Traditional power system dynamic models are very complex due to the intricacy of power system networks and can be inaccurate for control because of the amount of details needed and the fact that the grid topology changes all the time. With the fast deployment of a large number of Phasor Measurement Units (PMUs) in the transmission network, a purely measurement-based model for large grid dynamics estimation and control may be obtained.

This project proposed a measurement-based power system dynamic modeling method for system response estimation and instability warning, which is based on a reduced dynamic power grid model in the autoregressive with exogenous input model structure. For a large-scale power grid, the identification of the proposed model is computationally efficient and suitable for online applications. Case studies have been conducted to test the proposed model’s accuracy and reliability with different excitation sources for model training and cascading events leading to out of step. The preliminary results have shown that the proposed method is effective in estimating power system dynamic response from limited synchrophasor measurements and promising in predicting instability for out of step or other instability issues caused by cascading outages. Future work will investigate how to improve the accuracy of the proposed method and theoretically prove its effectiveness in instability warning. Although further investigation continues, it seems that based on the proposed method, online synchrophasor-based power system monitoring and decision support applications may be developed for power system response estimation under disturbances and for early warning of potential stability issues.

References

[1] Yong Liu; Kai Sun; Yilu Liu, "Measurement-based power system dynamic model for response estimation," Power and Energy Society General Meeting, 2012 IEEE , vol., no., pp.1,6, 22-26 July 2012.

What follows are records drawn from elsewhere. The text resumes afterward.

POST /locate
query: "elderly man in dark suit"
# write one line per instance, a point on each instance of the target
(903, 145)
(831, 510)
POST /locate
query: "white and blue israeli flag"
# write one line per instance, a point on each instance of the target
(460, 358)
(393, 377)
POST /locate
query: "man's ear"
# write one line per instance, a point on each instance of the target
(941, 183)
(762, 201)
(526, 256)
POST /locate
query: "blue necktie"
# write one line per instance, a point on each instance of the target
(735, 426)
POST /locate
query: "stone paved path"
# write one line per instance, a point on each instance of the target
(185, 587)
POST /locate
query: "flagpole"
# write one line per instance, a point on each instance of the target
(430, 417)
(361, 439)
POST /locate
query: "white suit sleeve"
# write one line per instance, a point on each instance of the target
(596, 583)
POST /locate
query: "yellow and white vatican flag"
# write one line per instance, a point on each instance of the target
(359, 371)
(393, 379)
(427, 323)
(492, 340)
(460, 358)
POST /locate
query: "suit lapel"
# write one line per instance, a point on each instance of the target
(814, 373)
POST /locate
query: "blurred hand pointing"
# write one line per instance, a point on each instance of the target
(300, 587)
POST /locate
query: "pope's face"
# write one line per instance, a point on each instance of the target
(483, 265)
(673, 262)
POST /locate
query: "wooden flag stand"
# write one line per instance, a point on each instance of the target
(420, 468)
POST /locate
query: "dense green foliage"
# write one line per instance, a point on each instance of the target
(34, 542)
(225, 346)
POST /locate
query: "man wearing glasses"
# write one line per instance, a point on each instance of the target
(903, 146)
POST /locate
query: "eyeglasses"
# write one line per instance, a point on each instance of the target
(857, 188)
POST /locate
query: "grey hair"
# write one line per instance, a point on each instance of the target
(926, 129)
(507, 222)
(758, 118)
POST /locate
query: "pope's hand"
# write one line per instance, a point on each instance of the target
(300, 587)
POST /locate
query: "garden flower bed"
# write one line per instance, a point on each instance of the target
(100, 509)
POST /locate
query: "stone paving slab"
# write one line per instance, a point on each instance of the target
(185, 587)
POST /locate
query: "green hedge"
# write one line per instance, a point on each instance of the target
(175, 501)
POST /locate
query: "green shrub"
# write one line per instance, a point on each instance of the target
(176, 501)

[2] Changgang Li; Yong Liu; Kai Sun; Yilu Liu; Navin Bhatt, "Measurement Based Power System Dynamics Prediction with Multivariate AutoRegressive Model", IEEE PES Transmission & Distribution Conference & Exposition, 2014 IEEE, vol., no., pp.1,6, May 2014.

[3] Feifei Bai; Yong Liu; Yilu Liu, et al, "Measurement-Based Correlation Approach for Power System Dynamic Response Estimation," IET Generation, Transmission & Distribution, to be published.